Arequipa, surnommée la « ville blanche », propose un cadre de vie plus paisible et moins cher que Lima, alliant commodités modernes et bonne qualité de vie. Cependant, comme ailleurs, il est conseillé aux visiteurs étrangers de rester vigilants, notamment contre les pickpockets dans les lieux très fréquentés.
D’autres destinations accueillent de plus petites communautés : Trujillo sur la côte nord, Iquitos au cœur de l’Amazonie, Huaraz pour les amateurs de montagne. Le niveau de sécurité y est très variable d’un quartier à l’autre, et il est indispensable d’échanger avec des résidents, groupes d’expats ou services comme iPerú avant de s’y installer.

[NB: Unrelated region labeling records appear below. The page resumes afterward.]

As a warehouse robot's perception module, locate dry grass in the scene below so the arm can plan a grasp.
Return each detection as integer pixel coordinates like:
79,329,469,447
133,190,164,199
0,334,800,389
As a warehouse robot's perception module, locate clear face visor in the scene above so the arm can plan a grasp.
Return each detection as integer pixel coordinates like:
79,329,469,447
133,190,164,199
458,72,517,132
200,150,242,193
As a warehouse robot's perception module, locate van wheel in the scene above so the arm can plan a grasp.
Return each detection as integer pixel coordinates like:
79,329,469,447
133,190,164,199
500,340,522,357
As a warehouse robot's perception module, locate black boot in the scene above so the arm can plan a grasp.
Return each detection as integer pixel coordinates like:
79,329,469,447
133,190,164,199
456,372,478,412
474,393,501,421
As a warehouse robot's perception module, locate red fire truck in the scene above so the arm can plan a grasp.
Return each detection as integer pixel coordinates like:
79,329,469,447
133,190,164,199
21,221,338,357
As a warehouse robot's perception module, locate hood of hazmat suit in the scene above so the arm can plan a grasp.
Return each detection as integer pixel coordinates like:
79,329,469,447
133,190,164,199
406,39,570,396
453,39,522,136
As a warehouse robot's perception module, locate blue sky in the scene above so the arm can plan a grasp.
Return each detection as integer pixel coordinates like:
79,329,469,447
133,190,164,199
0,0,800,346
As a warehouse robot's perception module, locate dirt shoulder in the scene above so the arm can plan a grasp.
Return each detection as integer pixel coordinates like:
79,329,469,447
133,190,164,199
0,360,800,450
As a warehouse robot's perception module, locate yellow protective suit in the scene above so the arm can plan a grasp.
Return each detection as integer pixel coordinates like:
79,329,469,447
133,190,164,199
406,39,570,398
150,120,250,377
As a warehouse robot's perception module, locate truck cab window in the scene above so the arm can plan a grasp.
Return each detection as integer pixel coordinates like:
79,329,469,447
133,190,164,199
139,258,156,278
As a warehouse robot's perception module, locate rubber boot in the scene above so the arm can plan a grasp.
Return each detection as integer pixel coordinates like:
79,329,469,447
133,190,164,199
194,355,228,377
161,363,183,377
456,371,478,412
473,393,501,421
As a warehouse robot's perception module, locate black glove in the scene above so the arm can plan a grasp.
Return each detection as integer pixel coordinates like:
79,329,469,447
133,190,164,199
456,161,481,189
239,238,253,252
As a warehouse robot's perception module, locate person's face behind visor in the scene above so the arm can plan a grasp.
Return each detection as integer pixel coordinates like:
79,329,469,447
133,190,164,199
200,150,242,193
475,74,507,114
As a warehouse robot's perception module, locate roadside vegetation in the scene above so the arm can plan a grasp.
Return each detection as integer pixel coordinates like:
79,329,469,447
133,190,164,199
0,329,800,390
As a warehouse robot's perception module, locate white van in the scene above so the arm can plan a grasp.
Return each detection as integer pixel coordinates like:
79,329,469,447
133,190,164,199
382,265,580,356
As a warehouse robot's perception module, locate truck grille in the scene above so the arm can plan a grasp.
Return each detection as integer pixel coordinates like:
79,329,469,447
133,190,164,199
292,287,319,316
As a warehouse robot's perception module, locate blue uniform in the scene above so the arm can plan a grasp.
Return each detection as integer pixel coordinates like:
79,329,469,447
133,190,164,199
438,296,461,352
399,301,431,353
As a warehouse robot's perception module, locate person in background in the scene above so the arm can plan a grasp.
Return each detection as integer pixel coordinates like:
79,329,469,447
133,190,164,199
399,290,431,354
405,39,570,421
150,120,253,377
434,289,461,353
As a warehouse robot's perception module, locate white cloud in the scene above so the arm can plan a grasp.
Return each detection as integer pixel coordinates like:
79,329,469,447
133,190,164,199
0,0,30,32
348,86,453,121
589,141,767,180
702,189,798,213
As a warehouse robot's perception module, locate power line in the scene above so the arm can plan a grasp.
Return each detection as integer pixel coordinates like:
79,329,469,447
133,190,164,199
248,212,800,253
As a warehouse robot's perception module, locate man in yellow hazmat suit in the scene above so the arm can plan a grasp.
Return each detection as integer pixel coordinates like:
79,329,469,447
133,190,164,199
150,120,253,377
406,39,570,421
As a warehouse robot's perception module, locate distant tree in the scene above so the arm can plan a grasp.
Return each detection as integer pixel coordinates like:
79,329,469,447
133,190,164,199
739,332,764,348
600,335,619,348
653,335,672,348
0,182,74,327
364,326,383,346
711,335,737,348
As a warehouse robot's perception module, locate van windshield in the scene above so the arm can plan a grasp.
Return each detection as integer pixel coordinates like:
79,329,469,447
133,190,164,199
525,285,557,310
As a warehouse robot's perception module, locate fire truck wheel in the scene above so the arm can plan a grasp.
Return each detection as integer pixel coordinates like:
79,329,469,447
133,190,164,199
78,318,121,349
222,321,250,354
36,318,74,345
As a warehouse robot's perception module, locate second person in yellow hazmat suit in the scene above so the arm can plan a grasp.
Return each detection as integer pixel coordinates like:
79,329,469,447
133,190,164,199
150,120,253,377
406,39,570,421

Criminalité : réalités à connaître avant de s’installer
Les autorités américaines et canadiennes parlent de criminalité « répandue » au Pérou. La palette va du pickpocket opportuniste au braquage de bus interurbain, en passant par l’« express kidnapping ». Pour un expatrié, l’enjeu n’est pas de paniquer, mais de comprendre les scénarios fréquents pour adapter ses comportements.

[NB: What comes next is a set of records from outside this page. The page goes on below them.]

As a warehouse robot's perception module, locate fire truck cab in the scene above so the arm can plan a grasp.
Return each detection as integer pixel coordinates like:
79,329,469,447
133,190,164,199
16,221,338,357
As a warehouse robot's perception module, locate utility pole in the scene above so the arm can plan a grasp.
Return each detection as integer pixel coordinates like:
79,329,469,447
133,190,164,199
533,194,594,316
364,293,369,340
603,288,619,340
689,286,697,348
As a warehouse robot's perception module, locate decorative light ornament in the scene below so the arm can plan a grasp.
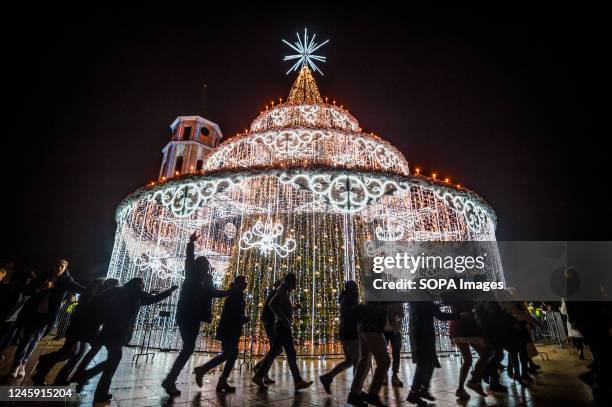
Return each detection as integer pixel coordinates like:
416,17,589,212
136,247,177,280
240,217,296,259
223,222,237,239
283,28,329,75
376,218,405,242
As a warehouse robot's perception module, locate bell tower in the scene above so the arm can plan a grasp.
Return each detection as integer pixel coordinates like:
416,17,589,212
159,116,223,180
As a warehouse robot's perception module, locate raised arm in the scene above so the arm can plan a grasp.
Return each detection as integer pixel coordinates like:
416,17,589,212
431,303,461,321
185,232,198,279
202,274,230,298
140,285,178,306
66,277,85,293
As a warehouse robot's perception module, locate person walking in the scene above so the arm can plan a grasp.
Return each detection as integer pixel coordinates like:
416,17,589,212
252,273,312,391
0,271,37,360
383,301,405,387
347,301,391,406
74,278,178,402
32,278,119,386
253,280,283,384
319,280,359,394
448,300,489,401
194,276,249,392
161,231,228,397
406,300,459,407
11,260,85,377
559,297,584,360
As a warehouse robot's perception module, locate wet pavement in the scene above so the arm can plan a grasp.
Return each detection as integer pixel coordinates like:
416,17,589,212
0,341,591,407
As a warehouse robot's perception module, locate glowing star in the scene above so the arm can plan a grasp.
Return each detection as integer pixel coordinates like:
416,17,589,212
240,218,296,258
376,219,405,242
283,28,329,75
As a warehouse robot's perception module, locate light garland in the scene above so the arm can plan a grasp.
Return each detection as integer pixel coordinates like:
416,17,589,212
240,218,296,259
108,51,503,355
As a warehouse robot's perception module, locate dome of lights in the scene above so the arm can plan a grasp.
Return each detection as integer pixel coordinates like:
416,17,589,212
108,29,501,355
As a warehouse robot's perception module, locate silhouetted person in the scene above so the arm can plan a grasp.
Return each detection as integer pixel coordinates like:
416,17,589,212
448,292,489,400
383,301,404,387
253,273,312,390
347,301,391,406
162,232,228,397
474,290,515,392
32,278,119,386
0,271,36,362
75,278,178,402
253,280,283,384
11,260,85,377
559,298,584,360
406,301,459,406
319,280,359,394
194,276,249,392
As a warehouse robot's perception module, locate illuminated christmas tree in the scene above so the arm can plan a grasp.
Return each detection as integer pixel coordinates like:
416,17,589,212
108,28,496,354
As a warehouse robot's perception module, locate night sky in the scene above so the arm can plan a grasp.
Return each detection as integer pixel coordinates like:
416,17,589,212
0,12,607,281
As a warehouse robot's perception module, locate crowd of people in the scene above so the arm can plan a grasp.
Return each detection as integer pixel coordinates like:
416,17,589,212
0,239,611,406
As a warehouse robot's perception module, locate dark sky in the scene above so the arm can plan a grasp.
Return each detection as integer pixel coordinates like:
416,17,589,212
0,10,607,280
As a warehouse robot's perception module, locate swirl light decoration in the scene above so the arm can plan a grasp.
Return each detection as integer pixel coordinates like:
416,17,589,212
108,41,503,355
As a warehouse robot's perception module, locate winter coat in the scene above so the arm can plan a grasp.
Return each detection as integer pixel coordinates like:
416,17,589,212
408,301,459,360
99,286,173,344
357,301,387,333
385,301,405,332
269,283,293,329
338,291,359,341
176,242,228,324
66,289,112,343
19,270,85,328
216,289,249,341
0,280,34,322
261,289,276,326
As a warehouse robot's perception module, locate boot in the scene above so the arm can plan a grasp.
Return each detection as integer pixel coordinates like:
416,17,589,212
216,378,236,393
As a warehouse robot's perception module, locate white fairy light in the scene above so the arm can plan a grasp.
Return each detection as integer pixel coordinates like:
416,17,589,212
283,28,329,75
240,218,296,258
108,38,503,355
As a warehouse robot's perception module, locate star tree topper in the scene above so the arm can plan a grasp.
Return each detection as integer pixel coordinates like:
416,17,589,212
283,28,329,75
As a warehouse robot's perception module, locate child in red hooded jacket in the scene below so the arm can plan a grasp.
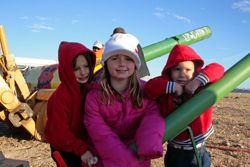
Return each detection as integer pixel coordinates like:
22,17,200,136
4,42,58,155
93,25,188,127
45,42,100,167
145,44,224,167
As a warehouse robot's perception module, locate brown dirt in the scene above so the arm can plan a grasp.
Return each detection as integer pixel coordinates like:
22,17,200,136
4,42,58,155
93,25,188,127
0,93,250,167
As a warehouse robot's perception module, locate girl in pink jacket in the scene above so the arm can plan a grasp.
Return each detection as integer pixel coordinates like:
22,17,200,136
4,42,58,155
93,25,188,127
84,33,165,167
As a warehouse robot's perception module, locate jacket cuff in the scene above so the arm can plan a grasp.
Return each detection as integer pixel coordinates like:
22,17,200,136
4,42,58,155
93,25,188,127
166,81,175,94
195,73,209,86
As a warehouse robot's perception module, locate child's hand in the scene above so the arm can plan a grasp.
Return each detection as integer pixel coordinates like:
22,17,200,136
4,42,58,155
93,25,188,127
174,82,184,96
184,79,201,94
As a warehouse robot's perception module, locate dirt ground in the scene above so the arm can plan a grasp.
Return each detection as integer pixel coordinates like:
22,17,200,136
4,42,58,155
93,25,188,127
0,93,250,167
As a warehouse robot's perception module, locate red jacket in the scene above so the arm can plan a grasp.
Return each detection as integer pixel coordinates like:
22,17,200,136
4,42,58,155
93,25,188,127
45,42,95,156
145,44,224,141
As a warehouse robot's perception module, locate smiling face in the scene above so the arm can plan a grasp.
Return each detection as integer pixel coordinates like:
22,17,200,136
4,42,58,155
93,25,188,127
171,61,195,85
74,55,90,84
107,54,135,80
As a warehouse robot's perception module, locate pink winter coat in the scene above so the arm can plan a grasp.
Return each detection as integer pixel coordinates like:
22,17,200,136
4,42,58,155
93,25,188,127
84,83,165,167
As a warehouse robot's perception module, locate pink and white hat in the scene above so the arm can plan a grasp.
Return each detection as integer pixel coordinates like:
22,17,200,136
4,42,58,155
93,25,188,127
102,33,141,69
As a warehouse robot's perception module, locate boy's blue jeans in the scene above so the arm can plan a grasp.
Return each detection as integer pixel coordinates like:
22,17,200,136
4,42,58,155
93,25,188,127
164,145,211,167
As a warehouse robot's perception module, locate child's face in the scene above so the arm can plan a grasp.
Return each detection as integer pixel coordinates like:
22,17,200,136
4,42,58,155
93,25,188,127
74,55,89,84
107,54,135,80
171,61,195,85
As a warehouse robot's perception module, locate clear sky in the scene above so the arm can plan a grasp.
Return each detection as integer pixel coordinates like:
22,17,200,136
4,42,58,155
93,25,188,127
0,0,250,88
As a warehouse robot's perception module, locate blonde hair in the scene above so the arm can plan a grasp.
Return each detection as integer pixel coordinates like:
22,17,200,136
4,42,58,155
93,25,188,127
100,62,143,108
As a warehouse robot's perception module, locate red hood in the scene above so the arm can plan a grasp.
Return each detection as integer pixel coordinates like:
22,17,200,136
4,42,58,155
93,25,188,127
58,42,96,89
161,44,204,76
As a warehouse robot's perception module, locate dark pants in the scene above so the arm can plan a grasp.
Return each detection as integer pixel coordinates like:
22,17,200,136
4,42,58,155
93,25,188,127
50,146,82,167
164,145,211,167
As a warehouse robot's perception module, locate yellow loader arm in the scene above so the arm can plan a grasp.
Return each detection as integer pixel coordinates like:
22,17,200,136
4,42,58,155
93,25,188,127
0,25,41,140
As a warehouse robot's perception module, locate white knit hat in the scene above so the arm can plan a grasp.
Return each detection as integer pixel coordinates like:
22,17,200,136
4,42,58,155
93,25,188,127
93,41,103,49
102,33,141,69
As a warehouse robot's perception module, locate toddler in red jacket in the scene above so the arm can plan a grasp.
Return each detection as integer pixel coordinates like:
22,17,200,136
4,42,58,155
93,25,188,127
145,44,224,167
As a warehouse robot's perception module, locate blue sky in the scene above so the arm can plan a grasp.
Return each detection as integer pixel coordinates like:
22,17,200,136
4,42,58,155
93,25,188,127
0,0,250,88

Vols, pickpockets et agressions
Dans les grandes villes comme Lima, Cusco ou Arequipa, les délits les plus courants sont :
– Vols à la tire dans les bus, métros, marchés, stations, parcs très fréquentés
– Arrachage de sac ou téléphone depuis un scooter ou une voiture, aux feux ou sur trottoir
– Vol de sac à main ou sac à dos dans les cafés, halls d’hôtels, restaurants
– Vol de bagages dans les bus interurbains ou les soutes
Une étude de la municipalité de Lima indique que 68 % des vols se produisent à proximité des grands monuments pendant les heures de pointe, lorsque les foules sont denses et les touristes plus distraits. Les vols violents (carjackings, agressions armées) existent, y compris de jour, mais la plupart sont concentrés dans des districts défavorisés ou sur certaines routes périphériques.
L’« express kidnapping », forme d’enlèvement de courte durée pour soutirer des retraits au distributeur, est documenté, notamment via de faux taxis. Ces cas restent minoritaires, mais le risque est jugé suffisamment sérieux pour que les ambassades en parlent systématiquement dans leurs conseils.

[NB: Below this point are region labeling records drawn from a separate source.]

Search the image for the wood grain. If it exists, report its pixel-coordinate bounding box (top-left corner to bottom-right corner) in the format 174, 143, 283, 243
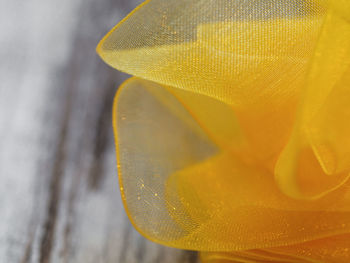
0, 0, 197, 263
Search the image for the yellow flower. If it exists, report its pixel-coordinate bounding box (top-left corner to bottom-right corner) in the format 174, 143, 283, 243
97, 0, 350, 263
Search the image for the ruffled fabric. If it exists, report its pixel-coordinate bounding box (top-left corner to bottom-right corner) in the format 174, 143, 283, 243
97, 0, 350, 263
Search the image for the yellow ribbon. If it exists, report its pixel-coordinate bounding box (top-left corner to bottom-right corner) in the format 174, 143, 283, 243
97, 0, 350, 263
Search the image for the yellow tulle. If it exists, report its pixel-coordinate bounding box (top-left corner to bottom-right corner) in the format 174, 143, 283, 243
97, 0, 350, 263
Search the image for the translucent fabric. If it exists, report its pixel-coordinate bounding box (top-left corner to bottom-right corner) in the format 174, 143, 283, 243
97, 0, 350, 263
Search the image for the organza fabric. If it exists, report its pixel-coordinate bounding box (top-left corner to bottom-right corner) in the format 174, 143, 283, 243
97, 0, 350, 263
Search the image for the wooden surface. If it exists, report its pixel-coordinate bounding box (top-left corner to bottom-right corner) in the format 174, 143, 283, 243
0, 0, 197, 263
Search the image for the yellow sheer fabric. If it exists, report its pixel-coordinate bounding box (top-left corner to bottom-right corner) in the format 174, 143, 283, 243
97, 0, 350, 263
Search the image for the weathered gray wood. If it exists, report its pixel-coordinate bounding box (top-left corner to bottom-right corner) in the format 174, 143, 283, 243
0, 0, 196, 263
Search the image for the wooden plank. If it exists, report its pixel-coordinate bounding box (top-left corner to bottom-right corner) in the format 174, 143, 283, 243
0, 0, 197, 263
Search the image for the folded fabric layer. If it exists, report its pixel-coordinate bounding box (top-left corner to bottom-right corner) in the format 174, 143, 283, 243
97, 0, 350, 262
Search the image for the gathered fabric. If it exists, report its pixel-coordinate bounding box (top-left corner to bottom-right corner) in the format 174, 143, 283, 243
97, 0, 350, 263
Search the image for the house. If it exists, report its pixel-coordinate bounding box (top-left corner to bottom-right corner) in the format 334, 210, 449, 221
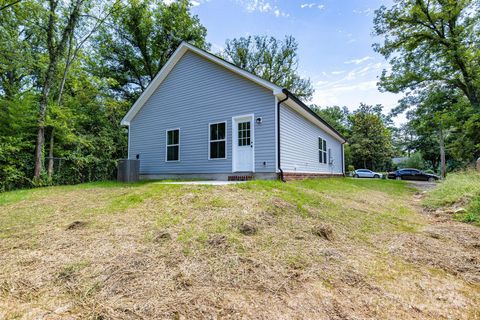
121, 42, 345, 180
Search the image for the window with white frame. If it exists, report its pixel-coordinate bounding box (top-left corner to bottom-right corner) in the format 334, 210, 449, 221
208, 122, 227, 159
166, 129, 180, 161
318, 137, 327, 164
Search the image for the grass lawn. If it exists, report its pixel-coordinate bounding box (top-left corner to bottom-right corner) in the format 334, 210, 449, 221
0, 179, 480, 319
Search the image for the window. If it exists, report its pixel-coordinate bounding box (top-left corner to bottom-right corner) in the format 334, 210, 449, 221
318, 138, 327, 163
209, 122, 227, 159
166, 129, 180, 161
238, 121, 250, 147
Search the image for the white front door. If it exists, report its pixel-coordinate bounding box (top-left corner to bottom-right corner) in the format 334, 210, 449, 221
232, 115, 255, 172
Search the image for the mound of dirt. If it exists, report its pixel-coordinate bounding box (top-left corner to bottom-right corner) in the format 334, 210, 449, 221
238, 221, 258, 236
312, 224, 333, 241
153, 230, 172, 243
66, 221, 87, 230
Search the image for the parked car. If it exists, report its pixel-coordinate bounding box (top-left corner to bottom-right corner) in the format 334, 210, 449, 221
353, 169, 383, 179
388, 168, 440, 182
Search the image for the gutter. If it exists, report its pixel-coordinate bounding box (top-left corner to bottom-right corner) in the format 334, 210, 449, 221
277, 89, 289, 182
282, 89, 347, 143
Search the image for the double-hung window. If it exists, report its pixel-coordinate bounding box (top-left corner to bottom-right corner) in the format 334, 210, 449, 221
208, 122, 227, 159
166, 129, 180, 161
318, 137, 327, 164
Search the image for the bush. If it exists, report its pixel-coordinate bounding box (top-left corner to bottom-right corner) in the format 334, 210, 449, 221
0, 137, 33, 192
398, 152, 427, 170
424, 170, 480, 225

Arnaques fréquentes : comment on cible les étrangers
Le Pérou n’échappe pas à la créativité des escrocs, et une partie – minoritaire – de la population considère l’arnaque de touristes comme un « petit délit » sans victime, imaginant que l’assurance ou « l’argent des gringos » couvrira la perte. Les expatriés, souvent perçus comme aisés, deviennent des cibles de choix, surtout dans leurs premiers mois.
Voici quelques scénarios très répandus qui méritent une attention particulière.
Taxis : source majeure de problèmes
Le taxi est, de loin, l’un des maillons les plus sensibles de la chaîne de sécurité au quotidien :
À la sortie des aéroports et gares, méfiez-vous des chauffeurs non officiels se faisant passer pour des taxis autorisés. Ils utilisent diverses arnaques : afficher un tarif fixe exorbitant, changer un prix convenu en soles en dollars multiplié par cinq, prétendre que le compteur est en panne pour justifier un prix abusif, ou affirmer que votre hébergement est fermé ou dangereux pour vous rediriger vers un établissement qui leur reverse une commission. Des vols, parfois avec violence, peuvent également survenir, notamment autour de l’aéroport Jorge Chávez et de certaines gares routières.
S’ajoutent des petites arnaques plus subtiles, comme le changement de billet : vous donnez un billet de 50 soles, le chauffeur le remplace discrètement par un billet de 10 et prétend que vous vous trompez. D’où l’importance de toujours annoncer clairement la valeur du billet en le remettant et de garder de petites coupures.
L’usage d’applications type Uber, Cabify ou de compagnies sérieuses (TaxiDatum, Taxi Satelital, Taxi Green à l’aéroport de Lima, Taxi Green Cusco…) réduit très fortement le risque : prix fixé à l’avance, suivi GPS, trace écrite de la course. Même là, il existe des cas isolés de conducteurs réclamant un supplément sous prétexte que « l’application s’est trompée ». Dans ce cas, il suffit d’être ferme et de refuser.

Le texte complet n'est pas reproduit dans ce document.